Circola un film sul grande schermo, nelle rare sale del deserto agostano, che con sole 11 copie in autodistribuzione è tra i dieci film più visti del fine settimana, con la media copia più alta dopo il Re Leone e con un incasso totale di circa 30.000 euro. Sintetizza in maniera lieve, eppure preoccupante, il caos totale di questi “strani giorni”. Si tratta de L’ospite, seconda prova di Duccio Chiarini. No, non è un altro filmdossier sui migranti e nemmeno il solito “pastiche” degli amorosi sensi alla Almodovar, ma è davvero un «romanzo di formazione, tardivo», come lo definisce il 42enne regista fiorentino, che, sia pure con qualche ingenuità da limare, conferma quanto di buono aveva espresso al debutto, nel 2015, con Short Skin: i dolori del giovane Edo). L’ospite è una commedia brillante che però fa passare il messaggio drammatico dell’apocalisse esistenziale di quest’epoca.
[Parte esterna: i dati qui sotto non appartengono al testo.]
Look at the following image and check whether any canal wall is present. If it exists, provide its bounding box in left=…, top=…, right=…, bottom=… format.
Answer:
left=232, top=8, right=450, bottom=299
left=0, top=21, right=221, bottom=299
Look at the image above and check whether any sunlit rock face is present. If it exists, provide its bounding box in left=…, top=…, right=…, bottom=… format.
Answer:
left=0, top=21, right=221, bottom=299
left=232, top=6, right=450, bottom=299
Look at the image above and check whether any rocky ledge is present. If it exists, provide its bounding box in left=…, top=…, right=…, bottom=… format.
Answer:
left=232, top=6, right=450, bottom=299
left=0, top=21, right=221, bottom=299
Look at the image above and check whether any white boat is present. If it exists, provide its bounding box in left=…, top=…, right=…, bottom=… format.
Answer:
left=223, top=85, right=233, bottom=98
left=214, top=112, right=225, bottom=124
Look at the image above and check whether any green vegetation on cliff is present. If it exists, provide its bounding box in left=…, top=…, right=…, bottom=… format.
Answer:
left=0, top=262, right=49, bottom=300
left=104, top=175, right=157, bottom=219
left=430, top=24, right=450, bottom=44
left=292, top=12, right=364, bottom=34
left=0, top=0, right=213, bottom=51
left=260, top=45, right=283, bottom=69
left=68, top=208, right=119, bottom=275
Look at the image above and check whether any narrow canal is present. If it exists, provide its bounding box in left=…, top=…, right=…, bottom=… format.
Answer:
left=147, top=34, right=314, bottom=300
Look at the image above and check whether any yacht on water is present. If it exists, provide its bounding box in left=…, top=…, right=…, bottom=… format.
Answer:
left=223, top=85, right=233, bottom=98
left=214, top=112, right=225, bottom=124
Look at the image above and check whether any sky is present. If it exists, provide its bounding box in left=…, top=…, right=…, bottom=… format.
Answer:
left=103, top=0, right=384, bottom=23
È la denuncia ansiogena dell’insostenibile superficialità della comunicazione, delle relazioni che, oltre che pericolose, sono istantanee come un WhatsApp, e terribilmente banali. La banalità del male interiore di una generazione che non solo non riesce a governare un Paese, ma neppure le sue passioni. Il protagonista, il bravissimo Daniele Parisi (il suo “Guido” sta tra il Nanni Moretti di Bianca e il Fabris di Compagni di scuola di Carlo Verdone), recita il ruolo della vittima sacrificale e del riequilibratore morale di questo caos emotivo permanente. È il nomade metropolitano che si autosfratta dall’appartamento in cui convive con l’altrettanto affascinante e brava Silvia D’Amico (Anna), costretto, quando la coppia scoppia, a rifugiarsi dall’improvviso tsunami sentimentale.
A quel punto, al povero Guido, angosciato e vessato per il suo reiterato complesso di Edipo (manifestato dalle mutande che gli compra e gli lava la madre) non rimane che la fuga. Un viaggio sui divani degli altri è il sottotitolo cinico, “monicelliano” di Chiarini che attraverso lo spaesatissimo Guido entra nelle case e nelle vite dei suoi amici che si dibattono in altrettanti complicatissimi menage famigliari. Il single impenitente che si innamora con la velocità di un jet e con la logica postkantiana, del «se non lo fai adesso che hai 40 anni, quando?». La coppia con bambino, in attesa del secondo figlio, in cui la donna è pronta a lasciare il suo Pietro per fare il suo Corso, nome del terzo incomodo, altrettanto confuso e infelice, come tutti.
L’unico riscatto, l’unica passione pura, incontaminata - nonostante l’infinita gavetta e la delusione del sistema universitario reale - che tiene a galla Guido, è l’insegnamento. Dare agli altri senza chiedere nulla in cambio, se non la giusta e doverosa attenzione (quella che il mondo accademico gli nega, perché più interessato alla parmigiana cucinata dalla madre), riuscendo ad insegnare i Sonetti del Foscolo e a farli leggere nell’ultimo liceo di periferia a una ragazzina nigeriana. Questo è il vero riscatto di un quotidiano fatto di piccoli equivoci e di grandi sconfitte personali. Guido è il difensore della normalità, della famiglia: sente che è maturo per diventare padre, ma avverte anche la paura di non essere più figlio a sua volta. La paura che una storia d’amore sia per sempre, ma anche il timore ossessivo del contrario. La paura di lasciare la casa dei genitori e quella di doverci tornare prima o poi. Perché costretti ad abbandonare quel vecchio divano rosso, che eppure a Guido sembrava il più bello del mondo, il posto più comodo dove sedersi e invecchiare, senza paura.